Writing for the majority, Justice John Paul Stevens said the mentally retarded "who meet the law's requirements for criminal responsibility should be tried and punished when they commit crimes. Because of their disabilities in areas of reasoning, judgment and control of their impulses, however, they do not act with the level of moral culpability that characterizes the most serious adult criminal conduct."
Stevens said those "impairments can jeopardize the reliability and fairness of capital proceedings against mentally retarded defendants."
He noted that the Supreme Court upheld the execution of mentally retarded inmates 13 years ago in Penry vs. Lynaugh.
But since then, "the American public, legislators, scholars and judges have deliberated over the question whether the death penalty should ever be imposed on a mentally retarded criminal."
The subsequent consensus guides "our answer to the question presented by this case: whether such executions are 'cruel and unusual punishments' prohibited by the Eighth Amendment of the federal Constitution."
Stevens said the majority believes, along with 18 state legislatures that have acted recently to ban such executions, that "death is not a suitable punishment for a mentally retarded criminal."
Chief Justice William Rehnquist led the dissenters.
"The court (majority) pronounces the punishment cruel and unusual primarily because 18 states recently have passed laws limiting the death eligibility of certain defendants based on mental retardation alone," Rehnquist said, "despite the fact that the laws of 19 other states besides Virginia continue to leave the question of proper punishment to the individuated consideration of sentencing judges or juries familiar with the particular defendant and his or her crime."
Scalia said the court majority's attempt to show a consensus on the issue was "embarrassingly feeble."
The case which brought Thursday's landmark decision comes from Virginia.
Daryl Renard Atkins was convicted of robbing and shooting to death Eric Nesbitt, who had driven up to a convenience store in York County in August 1996. Atkins and a friend had been "drinking and smoking weed" and were looking for more spending money, according to court records.
Nesbitt was kidnapped, forced to use his bank card and then killed in a wooded area.
Atkins was convicted and sentenced to death.
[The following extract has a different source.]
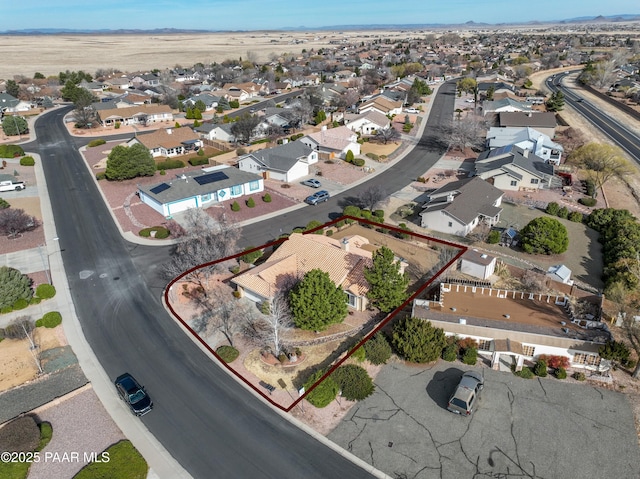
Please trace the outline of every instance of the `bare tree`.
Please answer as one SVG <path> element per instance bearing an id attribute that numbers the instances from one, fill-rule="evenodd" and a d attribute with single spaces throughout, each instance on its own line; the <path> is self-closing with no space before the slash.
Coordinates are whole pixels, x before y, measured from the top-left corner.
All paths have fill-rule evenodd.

After his death sentence was reversed by the Virginia Supreme Court on a technicality, he was again sentenced to death by a state judge who found him a continuing threat to society.
In his petition to the Supreme Court, before last February's argument in the case, Atkins's court-appointed lawyers said his case was a good one to test the constitutionality of the execution of the mentally retarded:
"Pretrial intelligence testing of Daryl Atkins showed that he had ... (an) IQ of 59 .... The state's mental health expert testified that the testing and resultant IQ scores were correct."